I have not worked around steam engines nor flyball governors. Textbooks tell me the flyballs are normally intended to move up or down in a middle range.
Gravity has to do with reaching a position where the flyballs are at an equilibrium state. They raise and lower a valve inside a central column, which regulates engine speed.
If engine speed ever becomes fast enough to make them extend horizontally, then they are no longer regulating the internal valve.
 
I have not worked around steam engines nor flyball governors. Textbooks tell me the flyballs are normally intended to move up or down in a middle range.
Gravity has to do with reaching a position where the flyballs are at an equilibrium state. They raise and lower a valve inside a central column, which regulates engine speed.
If engine speed ever becomes fast enough to make them extend horizontally, then they are no longer regulating the internal valve.

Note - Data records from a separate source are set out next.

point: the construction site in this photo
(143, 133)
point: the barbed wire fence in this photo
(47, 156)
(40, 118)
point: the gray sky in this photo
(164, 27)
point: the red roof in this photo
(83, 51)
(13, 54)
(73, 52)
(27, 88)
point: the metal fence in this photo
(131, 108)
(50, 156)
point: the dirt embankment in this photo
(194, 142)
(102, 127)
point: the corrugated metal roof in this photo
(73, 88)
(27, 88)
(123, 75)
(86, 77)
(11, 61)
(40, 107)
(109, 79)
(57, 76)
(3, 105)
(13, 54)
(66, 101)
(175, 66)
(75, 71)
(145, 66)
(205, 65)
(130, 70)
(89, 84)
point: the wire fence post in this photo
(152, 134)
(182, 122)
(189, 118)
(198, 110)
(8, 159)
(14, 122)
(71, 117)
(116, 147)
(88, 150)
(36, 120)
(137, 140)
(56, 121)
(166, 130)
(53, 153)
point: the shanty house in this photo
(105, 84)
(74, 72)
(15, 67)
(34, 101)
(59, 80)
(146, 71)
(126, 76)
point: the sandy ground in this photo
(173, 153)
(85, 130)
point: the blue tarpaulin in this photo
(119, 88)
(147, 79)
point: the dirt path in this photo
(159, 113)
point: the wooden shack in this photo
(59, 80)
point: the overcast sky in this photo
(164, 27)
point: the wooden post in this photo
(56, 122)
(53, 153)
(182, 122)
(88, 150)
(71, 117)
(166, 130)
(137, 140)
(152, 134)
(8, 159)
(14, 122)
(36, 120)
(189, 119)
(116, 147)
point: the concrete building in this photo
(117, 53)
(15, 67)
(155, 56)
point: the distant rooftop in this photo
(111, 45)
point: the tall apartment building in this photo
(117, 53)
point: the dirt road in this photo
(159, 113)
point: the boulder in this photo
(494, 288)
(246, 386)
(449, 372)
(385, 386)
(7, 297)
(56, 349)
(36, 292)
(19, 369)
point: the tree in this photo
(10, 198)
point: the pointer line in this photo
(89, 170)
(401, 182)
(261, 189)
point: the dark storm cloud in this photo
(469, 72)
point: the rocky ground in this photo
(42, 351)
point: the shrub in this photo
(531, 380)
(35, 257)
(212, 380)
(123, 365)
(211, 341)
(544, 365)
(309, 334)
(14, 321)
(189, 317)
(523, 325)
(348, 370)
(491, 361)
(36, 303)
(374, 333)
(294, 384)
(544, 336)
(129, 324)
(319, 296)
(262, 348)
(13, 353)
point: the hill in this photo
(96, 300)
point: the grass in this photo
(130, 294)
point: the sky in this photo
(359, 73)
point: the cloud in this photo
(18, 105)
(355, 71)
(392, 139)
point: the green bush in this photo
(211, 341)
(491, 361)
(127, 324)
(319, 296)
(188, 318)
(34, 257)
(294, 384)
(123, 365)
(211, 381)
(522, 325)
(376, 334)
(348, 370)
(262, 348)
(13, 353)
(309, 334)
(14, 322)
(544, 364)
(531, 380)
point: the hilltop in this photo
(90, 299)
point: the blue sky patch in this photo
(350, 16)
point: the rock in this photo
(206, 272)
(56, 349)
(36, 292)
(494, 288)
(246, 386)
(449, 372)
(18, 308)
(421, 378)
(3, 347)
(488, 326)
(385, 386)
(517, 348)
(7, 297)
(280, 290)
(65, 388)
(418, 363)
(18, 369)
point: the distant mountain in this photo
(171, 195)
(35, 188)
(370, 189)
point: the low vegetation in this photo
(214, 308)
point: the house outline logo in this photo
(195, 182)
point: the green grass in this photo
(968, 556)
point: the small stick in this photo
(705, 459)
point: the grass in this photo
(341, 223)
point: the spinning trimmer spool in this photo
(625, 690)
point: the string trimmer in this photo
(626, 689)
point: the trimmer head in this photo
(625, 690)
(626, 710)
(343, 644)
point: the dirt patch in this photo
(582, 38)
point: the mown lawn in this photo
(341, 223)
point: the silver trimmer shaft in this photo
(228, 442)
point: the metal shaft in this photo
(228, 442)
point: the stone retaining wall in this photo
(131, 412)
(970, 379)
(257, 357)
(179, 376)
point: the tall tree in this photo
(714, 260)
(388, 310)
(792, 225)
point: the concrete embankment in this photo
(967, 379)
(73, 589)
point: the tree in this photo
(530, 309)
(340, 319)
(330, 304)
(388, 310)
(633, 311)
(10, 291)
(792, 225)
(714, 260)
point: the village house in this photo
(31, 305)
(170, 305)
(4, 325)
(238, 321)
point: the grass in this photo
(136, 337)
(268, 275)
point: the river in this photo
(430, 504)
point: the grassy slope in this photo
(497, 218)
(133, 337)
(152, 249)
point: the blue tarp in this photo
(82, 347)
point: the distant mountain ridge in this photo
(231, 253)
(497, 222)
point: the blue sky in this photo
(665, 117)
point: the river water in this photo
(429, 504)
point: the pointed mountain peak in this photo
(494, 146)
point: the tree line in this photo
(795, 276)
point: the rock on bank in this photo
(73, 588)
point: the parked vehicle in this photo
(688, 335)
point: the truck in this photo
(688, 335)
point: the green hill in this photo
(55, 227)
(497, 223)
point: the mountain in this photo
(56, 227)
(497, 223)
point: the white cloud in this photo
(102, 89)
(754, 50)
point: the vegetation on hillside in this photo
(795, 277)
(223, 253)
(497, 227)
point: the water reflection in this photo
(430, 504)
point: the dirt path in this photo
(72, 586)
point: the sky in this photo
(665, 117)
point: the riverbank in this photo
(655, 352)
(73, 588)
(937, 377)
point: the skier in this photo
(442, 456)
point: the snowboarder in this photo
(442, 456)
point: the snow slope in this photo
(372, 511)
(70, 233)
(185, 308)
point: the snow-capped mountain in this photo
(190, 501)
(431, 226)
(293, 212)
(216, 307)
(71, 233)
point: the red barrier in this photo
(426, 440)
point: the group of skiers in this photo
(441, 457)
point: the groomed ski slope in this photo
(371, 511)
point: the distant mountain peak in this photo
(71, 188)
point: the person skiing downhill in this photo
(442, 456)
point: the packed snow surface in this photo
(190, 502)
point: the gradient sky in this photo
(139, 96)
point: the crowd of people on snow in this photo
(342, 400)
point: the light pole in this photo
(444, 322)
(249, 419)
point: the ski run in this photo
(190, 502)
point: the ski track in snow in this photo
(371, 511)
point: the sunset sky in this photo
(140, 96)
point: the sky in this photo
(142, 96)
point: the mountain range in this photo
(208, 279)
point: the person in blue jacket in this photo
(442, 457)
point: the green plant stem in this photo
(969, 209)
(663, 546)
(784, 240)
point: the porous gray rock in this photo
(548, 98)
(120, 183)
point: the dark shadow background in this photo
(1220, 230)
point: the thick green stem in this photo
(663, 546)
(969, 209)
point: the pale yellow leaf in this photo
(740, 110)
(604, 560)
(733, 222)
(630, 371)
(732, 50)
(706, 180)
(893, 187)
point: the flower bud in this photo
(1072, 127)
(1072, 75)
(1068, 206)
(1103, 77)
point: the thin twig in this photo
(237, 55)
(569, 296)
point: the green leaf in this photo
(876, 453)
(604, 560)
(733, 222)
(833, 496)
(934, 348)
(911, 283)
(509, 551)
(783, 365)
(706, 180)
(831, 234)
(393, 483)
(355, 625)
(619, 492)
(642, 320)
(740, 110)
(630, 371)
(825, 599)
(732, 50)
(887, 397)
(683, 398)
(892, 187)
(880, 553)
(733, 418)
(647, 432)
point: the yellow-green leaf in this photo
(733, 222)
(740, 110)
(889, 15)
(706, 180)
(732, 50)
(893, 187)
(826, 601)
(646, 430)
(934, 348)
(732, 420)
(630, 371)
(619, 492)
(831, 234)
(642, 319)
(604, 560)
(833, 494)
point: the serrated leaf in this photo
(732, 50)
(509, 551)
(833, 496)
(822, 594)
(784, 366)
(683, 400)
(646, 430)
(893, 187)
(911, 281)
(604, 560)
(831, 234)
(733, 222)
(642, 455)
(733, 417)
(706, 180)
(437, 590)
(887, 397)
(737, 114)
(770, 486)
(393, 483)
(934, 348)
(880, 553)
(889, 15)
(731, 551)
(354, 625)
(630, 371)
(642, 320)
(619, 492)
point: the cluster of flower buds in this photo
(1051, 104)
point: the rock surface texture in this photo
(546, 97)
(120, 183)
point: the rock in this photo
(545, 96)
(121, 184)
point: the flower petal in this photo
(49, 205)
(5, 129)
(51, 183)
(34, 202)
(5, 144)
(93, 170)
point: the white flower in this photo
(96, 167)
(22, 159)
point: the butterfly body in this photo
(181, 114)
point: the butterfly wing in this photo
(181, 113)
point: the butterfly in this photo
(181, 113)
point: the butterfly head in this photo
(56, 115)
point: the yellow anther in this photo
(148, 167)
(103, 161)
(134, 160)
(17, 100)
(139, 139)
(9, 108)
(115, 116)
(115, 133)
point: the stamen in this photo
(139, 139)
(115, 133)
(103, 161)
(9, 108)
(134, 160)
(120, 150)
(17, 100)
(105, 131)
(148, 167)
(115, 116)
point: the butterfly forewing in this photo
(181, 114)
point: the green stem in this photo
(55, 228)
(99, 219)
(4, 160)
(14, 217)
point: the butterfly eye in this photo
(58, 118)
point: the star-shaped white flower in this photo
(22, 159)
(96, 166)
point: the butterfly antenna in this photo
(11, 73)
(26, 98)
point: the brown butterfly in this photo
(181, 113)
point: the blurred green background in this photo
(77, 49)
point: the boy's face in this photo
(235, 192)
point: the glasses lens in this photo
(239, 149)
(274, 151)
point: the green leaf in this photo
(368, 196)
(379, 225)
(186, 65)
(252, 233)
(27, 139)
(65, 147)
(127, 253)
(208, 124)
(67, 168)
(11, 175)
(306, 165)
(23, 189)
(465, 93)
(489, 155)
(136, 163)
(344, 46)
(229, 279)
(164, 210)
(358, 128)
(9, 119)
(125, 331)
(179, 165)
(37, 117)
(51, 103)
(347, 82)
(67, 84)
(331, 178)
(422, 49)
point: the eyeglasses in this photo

Thanks, but in this case it is not being used as a governor. Since energy stored in a flywheel is about mass , diameter and rpm it's stands to reason the faster you can increase the rpm of the flywheel the more efficient it would be. Could you accelerate the flyball apparatus quicker or less energy input than a fixed flyball. My thinking is that the flyballs at rest( hanging straight down) would be a smaller radius and therefore would take less torque to rotate. Therefore it should accelerate quicker. As the rpm increased the balls would move outward increasing its radius. But I'm not sure if overall it accelerate to say 1000 rpm faster than if the balls were fixed at full extension.
 

With moveable arms, the moment of inertia is variable. Lets the flyball spin up faster in the beginning but it slows down when the arms move outwards. At the end, the total rotational energy is the same. Conservation of energy law rules.

It's a kind of inverse pirouette effect.